General Thoughts

Moving Past The Outer Limits

There is nothing wrong with your television set. Do not attempt to adjust the picture. We are controlling transmission. If we wish to make it louder, we will bring up the volume. If we wish to make it softer, we will tune it to a whisper. We will control the horizontal. We will control the vertical. We can roll the image, make it flutter. We can change the focus to a soft blur or sharpen it to crystal clarity. For the next hour, sit quietly and we will control all that you see and hear. We repeat: there is nothing wrong with your television set. You are about to participate in a great adventure. You are about to experience the awe and mystery which reaches from the inner mind to — The Outer Limits.

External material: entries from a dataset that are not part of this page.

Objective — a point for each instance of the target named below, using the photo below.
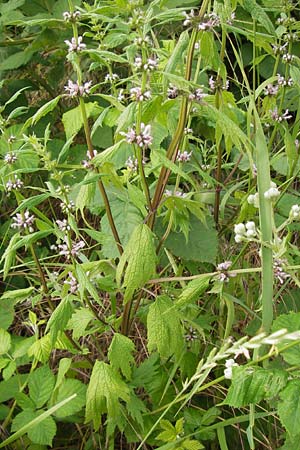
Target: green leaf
(64, 366)
(136, 407)
(79, 321)
(5, 341)
(43, 111)
(252, 384)
(41, 349)
(169, 434)
(120, 354)
(67, 389)
(126, 217)
(28, 203)
(202, 242)
(42, 434)
(41, 384)
(137, 262)
(36, 421)
(164, 328)
(72, 119)
(258, 13)
(104, 390)
(16, 60)
(289, 407)
(59, 318)
(194, 289)
(290, 322)
(10, 388)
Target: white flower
(253, 199)
(198, 95)
(184, 156)
(131, 164)
(139, 96)
(151, 64)
(111, 78)
(10, 158)
(121, 96)
(72, 249)
(63, 225)
(74, 286)
(75, 45)
(239, 228)
(229, 363)
(23, 221)
(272, 193)
(71, 17)
(74, 89)
(295, 212)
(143, 139)
(14, 184)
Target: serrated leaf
(194, 289)
(67, 389)
(164, 328)
(252, 384)
(290, 322)
(202, 242)
(103, 394)
(72, 119)
(138, 261)
(136, 407)
(258, 13)
(79, 321)
(104, 56)
(64, 366)
(289, 407)
(41, 384)
(120, 354)
(41, 349)
(43, 111)
(28, 203)
(178, 52)
(42, 434)
(59, 318)
(16, 60)
(126, 217)
(35, 422)
(5, 341)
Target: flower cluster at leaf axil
(77, 90)
(243, 347)
(295, 212)
(223, 268)
(273, 193)
(23, 221)
(14, 184)
(245, 231)
(75, 44)
(10, 158)
(143, 139)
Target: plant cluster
(149, 175)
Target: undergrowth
(149, 224)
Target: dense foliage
(149, 179)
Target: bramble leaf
(164, 328)
(120, 354)
(103, 394)
(137, 262)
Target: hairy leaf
(103, 394)
(164, 328)
(41, 384)
(289, 407)
(120, 354)
(137, 262)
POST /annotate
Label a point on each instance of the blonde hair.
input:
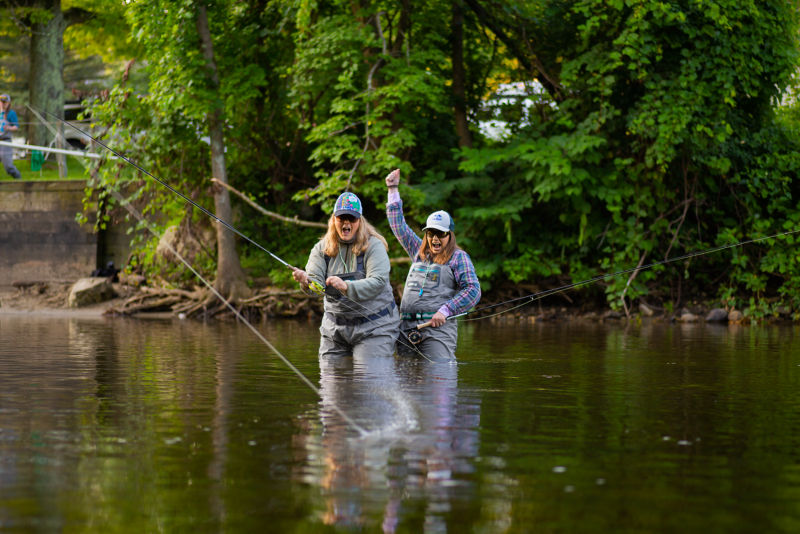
(446, 253)
(360, 243)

Business plans, marketing plans and thoughts of fill my head as I finally drift off to sleep…when I sleep. I am building a business…two of them in fact. Running a household, finishing up school and holding down a full time job all while trying to optimize my own mental, physical, spiritual and emotional health. And I admit that sometimes I feel as though I am losing my tenuous hold on my mind. But such is life in the 21st century for many of us. We want so much. Family, social life and career or in my case the entrepreneur in me wants a thriving business of my own.

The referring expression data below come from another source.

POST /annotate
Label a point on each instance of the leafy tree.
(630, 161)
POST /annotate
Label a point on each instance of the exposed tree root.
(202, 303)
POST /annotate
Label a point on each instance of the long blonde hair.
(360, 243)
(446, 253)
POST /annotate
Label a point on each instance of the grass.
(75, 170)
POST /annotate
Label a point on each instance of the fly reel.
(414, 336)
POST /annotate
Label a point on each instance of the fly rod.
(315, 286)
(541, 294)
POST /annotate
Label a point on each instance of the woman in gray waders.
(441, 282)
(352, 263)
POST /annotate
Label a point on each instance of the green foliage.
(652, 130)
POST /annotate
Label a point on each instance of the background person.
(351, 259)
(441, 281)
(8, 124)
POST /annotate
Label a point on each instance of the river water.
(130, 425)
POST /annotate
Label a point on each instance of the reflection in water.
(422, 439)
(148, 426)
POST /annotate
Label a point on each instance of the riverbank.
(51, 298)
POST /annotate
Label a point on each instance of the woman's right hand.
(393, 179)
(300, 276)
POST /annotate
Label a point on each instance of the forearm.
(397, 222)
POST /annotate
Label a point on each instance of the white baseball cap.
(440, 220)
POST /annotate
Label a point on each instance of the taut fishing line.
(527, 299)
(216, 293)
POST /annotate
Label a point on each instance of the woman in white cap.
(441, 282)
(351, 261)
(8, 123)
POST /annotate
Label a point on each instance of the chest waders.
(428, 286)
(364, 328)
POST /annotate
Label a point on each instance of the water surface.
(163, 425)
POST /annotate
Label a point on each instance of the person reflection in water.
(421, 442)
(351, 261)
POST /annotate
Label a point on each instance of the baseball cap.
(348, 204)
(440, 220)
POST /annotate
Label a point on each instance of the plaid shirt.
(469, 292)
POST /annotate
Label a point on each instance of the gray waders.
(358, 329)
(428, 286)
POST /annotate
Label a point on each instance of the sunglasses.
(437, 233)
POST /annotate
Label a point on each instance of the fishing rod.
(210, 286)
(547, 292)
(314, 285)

As a single mother it has been about the paycheck. The J.O.B, as a mentor of mine used to day… the Just Over Broke. I didn’t have the luxury of taking the time to find my passion and then following it. A hole opened up beneath me and I found myself free falling into an industry I felt no fire for. I got up. I went in. They gave me a check. I was a sleep walker doing tasks that I could quite frankly accomplish in a daze. My rent was paid. My children ate. And so it went. Yes there were times when I genuinely enjoyed those tasks. More than a decade as a trainer and supervisor of customer service reps was the highlight. I like training people. Teaching them. Mentoring them.

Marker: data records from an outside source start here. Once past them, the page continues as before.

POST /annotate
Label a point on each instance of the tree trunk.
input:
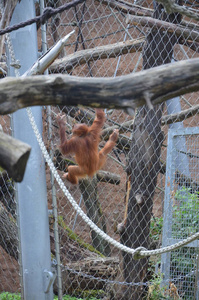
(88, 189)
(144, 160)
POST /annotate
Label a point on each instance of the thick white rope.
(140, 251)
(137, 253)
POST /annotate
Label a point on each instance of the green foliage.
(185, 213)
(9, 296)
(156, 228)
(155, 291)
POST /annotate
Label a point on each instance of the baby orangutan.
(84, 144)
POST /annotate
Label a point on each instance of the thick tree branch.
(183, 115)
(84, 56)
(162, 83)
(171, 7)
(127, 7)
(156, 24)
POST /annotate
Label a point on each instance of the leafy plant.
(156, 291)
(185, 213)
(9, 296)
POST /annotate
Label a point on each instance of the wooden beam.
(123, 92)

But then came the lay-offs. And it was over. 2 weeks after moving my children from my parents’ home to a place of my own I was told I no longer had a means of producing food, clothing or shelter. In desperation I took a position that I was qualified for and good at. But it brought me no joy offered little or no challenge and so the sleepwalking began again. And again I had no control. So much about my life has been beyond my control for so long that I had almost forgotten what I wanted out of life. Almost. And then everything shifted. An opportunity to study and build a business that gives me energy, fuels my passion and combines so many of the things I love in one nice package. Health & Wellness Coaching gives me the opportunity to teach and mentor. My planned “Wellness Retreats” offer the opportunity to travel and run my travel business. I have the hope of a glorious and entrepreneurial future that gives me back control of my life. That is a future I can embrace with gusto. That is a control I am willing to work hard to attain.